E per quanto la propaganda di regime cerchi di spacciare da decenni la TAV come fondamentale, facendo adesso appello ai €600 milioni di finanziamento europeo persi in caso di mancata apertura dei cantieri, e continuando a millantare le enormi prospettive economiche, come i nuovi posti di lavoro che si creerebbero in valle, sappiamo che i circa €12 miliardi di soldi pubblici che occorreranno a completare l'opera serviranno esclusivamente a dirottare i soldi dei lavoratori e delle lavoratrici italiane, i principali contribuenti fiscali, nelle tasche dei grandi imprenditori privati e dei burocrati statali loro amici.

Potremmo ripetere ancora fino allo sfinimento, anche rimanendo nell'ambito del puro ragionamento economico di sviluppo infrastrutturale, quello che da anni gli abitanti della Val di Susa sanno e ripetono: che esiste già una linea ferroviaria che è sottoutilizzata, sia per quanto riguarda il trasporto delle merci che delle persone, che in buona parte dell'Italia esistono delle linee in pessimo stato, che avrebbero bisogno, loro si, di essere rimodernate, e che le centinaia di migliaia di lavoratori e lavoratrici pendolari che viaggiano tutti i giorni in treno per far arricchire i soliti pochi, sono costretti a spostarsi in condizioni di assoluto disagio.

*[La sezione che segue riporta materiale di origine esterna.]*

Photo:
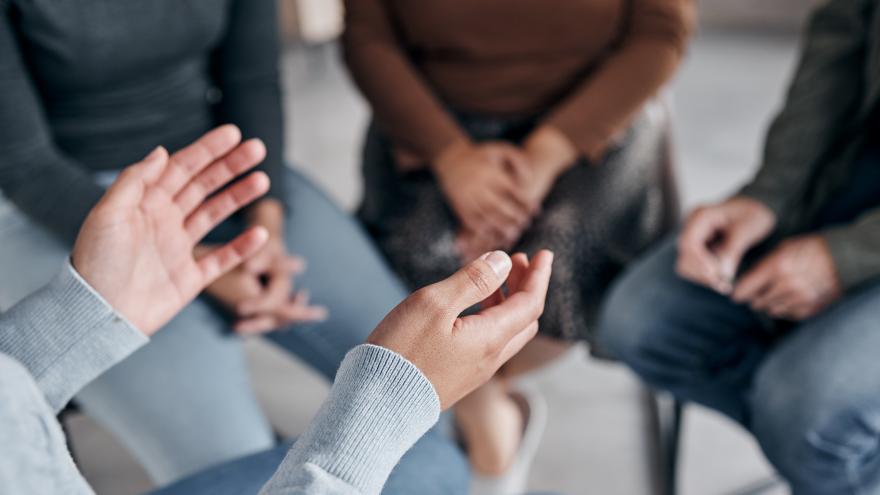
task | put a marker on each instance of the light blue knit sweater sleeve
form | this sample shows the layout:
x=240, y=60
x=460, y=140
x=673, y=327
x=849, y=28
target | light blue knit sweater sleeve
x=66, y=335
x=379, y=406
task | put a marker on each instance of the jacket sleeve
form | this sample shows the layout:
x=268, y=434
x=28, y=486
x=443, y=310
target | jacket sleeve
x=66, y=335
x=403, y=103
x=856, y=249
x=379, y=406
x=36, y=176
x=822, y=101
x=606, y=101
x=245, y=68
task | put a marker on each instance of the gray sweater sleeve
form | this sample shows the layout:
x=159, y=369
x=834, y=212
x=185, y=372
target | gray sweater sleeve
x=34, y=174
x=66, y=335
x=379, y=406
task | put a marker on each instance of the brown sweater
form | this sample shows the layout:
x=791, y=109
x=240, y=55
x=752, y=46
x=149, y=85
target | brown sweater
x=587, y=65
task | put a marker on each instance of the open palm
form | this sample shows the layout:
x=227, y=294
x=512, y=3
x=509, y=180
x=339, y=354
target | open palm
x=136, y=246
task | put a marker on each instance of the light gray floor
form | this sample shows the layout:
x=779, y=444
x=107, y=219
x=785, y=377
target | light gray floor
x=723, y=99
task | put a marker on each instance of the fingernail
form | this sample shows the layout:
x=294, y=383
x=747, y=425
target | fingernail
x=499, y=261
x=154, y=155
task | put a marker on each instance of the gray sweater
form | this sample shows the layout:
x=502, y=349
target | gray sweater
x=56, y=341
x=96, y=84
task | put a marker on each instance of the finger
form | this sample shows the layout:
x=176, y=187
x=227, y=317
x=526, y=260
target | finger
x=518, y=273
x=518, y=342
x=755, y=282
x=731, y=251
x=222, y=205
x=694, y=249
x=130, y=187
x=189, y=161
x=223, y=259
x=774, y=295
x=506, y=320
x=299, y=310
x=517, y=164
x=276, y=293
x=243, y=158
x=697, y=264
x=474, y=282
x=256, y=325
x=262, y=262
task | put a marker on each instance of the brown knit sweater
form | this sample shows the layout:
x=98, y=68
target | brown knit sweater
x=587, y=65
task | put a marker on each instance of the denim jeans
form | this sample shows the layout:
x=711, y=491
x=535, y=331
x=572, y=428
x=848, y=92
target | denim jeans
x=245, y=476
x=810, y=393
x=184, y=402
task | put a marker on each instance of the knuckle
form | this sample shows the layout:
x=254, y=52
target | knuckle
x=479, y=278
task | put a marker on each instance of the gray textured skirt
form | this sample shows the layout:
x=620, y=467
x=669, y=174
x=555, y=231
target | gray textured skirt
x=596, y=219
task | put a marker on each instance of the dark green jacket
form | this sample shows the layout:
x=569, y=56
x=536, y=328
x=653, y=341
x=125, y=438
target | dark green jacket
x=816, y=138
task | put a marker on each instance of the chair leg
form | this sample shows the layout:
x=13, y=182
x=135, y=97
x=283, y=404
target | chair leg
x=663, y=417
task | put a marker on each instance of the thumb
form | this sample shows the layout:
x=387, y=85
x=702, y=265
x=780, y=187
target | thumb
x=475, y=281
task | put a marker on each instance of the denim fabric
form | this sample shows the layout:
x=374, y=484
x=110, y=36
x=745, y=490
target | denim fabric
x=184, y=402
x=246, y=476
x=807, y=391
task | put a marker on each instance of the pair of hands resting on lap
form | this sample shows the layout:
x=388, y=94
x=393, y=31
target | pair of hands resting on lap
x=496, y=188
x=137, y=248
x=795, y=281
x=260, y=292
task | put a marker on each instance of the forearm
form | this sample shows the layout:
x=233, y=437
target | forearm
x=379, y=406
x=821, y=103
x=66, y=335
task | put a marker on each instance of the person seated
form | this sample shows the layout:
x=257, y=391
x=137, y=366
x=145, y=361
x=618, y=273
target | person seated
x=500, y=126
x=87, y=86
x=766, y=307
x=134, y=266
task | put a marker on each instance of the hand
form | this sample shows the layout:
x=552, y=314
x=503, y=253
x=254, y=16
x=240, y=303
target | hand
x=481, y=183
x=136, y=246
x=458, y=354
x=244, y=294
x=794, y=282
x=261, y=293
x=550, y=153
x=715, y=238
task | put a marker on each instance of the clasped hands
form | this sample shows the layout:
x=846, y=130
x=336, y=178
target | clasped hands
x=795, y=281
x=137, y=249
x=496, y=189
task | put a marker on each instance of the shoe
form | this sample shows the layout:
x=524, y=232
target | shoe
x=515, y=480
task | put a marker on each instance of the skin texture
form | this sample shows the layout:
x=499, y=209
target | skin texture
x=136, y=247
x=260, y=293
x=460, y=353
x=715, y=239
x=781, y=287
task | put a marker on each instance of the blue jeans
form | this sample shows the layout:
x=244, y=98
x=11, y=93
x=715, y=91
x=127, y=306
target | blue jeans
x=809, y=394
x=246, y=476
x=184, y=402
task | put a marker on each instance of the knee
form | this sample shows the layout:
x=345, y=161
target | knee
x=634, y=312
x=815, y=436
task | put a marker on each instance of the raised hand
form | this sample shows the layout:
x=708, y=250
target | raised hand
x=459, y=353
x=716, y=237
x=136, y=248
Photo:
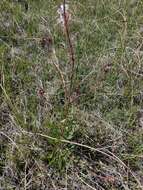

Ci si potrebbe chiedere, come si fa da anni, perché non spendere, molto più oculatamente, i miliardi di risorse pubbliche in opere di ammodernamento delle attuali linee ferroviarie, col conseguente miglioramento delle condizioni di viaggio dei lavoratori e delle lavoratrici pendolari, progetto questo si ambizioso e che creerebbe nuovi posti di lavoro, keynesiamente più intelligente, soprattutto ora che per siamo in un'era di contrazione dei consumi e della produzione di merci.

Sappiamo tutti che invece l'opera va iniziata per arricchire la solita casta industriale italiana, col beneplacito e l'appoggio, ovviamente interessato, dell'apparato legislativo ed esecutivo dello Stato e con la scontata violenza delle forze di repressione, naturali diramazioni dell'oligarchia dei poteri economico e politico.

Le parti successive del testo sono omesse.